This solution is not 'complete', but does indicate why the formula works. It will make more sense if you test it out using a spreadsheet.

This tasks seems daunting at first but then you might realise that essentially the function is a 'counter' and the year starts at 1st March and ends on 28/9th of February.

Years are always of the same structure with the exception of the last day of Feb:

From 1st March to 1st April is +31 days.

From 1st April to 1st May is +30 days.

From 1st May to 1st June is +31 days.

etc.

For weekday calculations we are only interested in mod 7 changes.
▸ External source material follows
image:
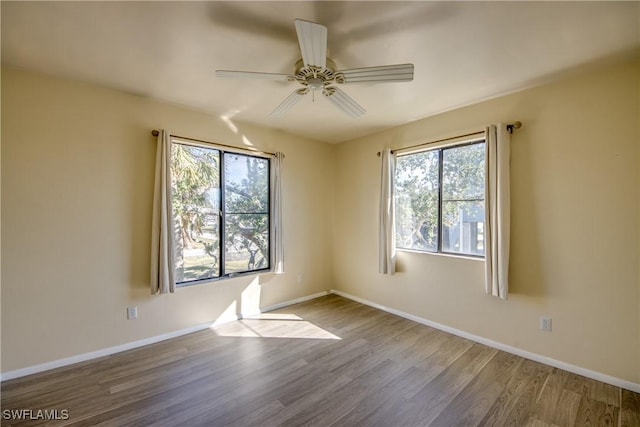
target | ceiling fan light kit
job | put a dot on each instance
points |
(316, 72)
Since 31 is 3 mod 7 and 30 is 2 mod 7 we have the following differences between the first of the months, with the +0/1 corresponding to February.

(1Mar) +3, +2, +3, +2, +3, +3, +2, +3, +2, +3, +3,+0/1 (1Mar)

Accumulating the changes from the 1st March (mod 7) gives

(1Mar) 0

(1Apr) 3

(1May) 5

(1Jun) 1

(1Jul) 3

(1Aug) 6

(1Sep) 2

(1Oct) 4

(1Nov) 0

(1Dec) 2

(1Jan) 5

(1Feb) 1

(1Mar) 1 or 2 in a leap year

Interestingly, the $\mbox{int}\left[\frac{(m+1)\times 26}{10}\right]$ part matches these offsets with the labellings of months given (try it out to see).

So, in the absence of leap years the expression would work.

The part $y+\mbox{int}\left[\frac{y}{4}\right]+\mbox{int}\left[\frac{C}{4}\right]-2C$ has the correct mod 7 behaviour to count the leap years (try it).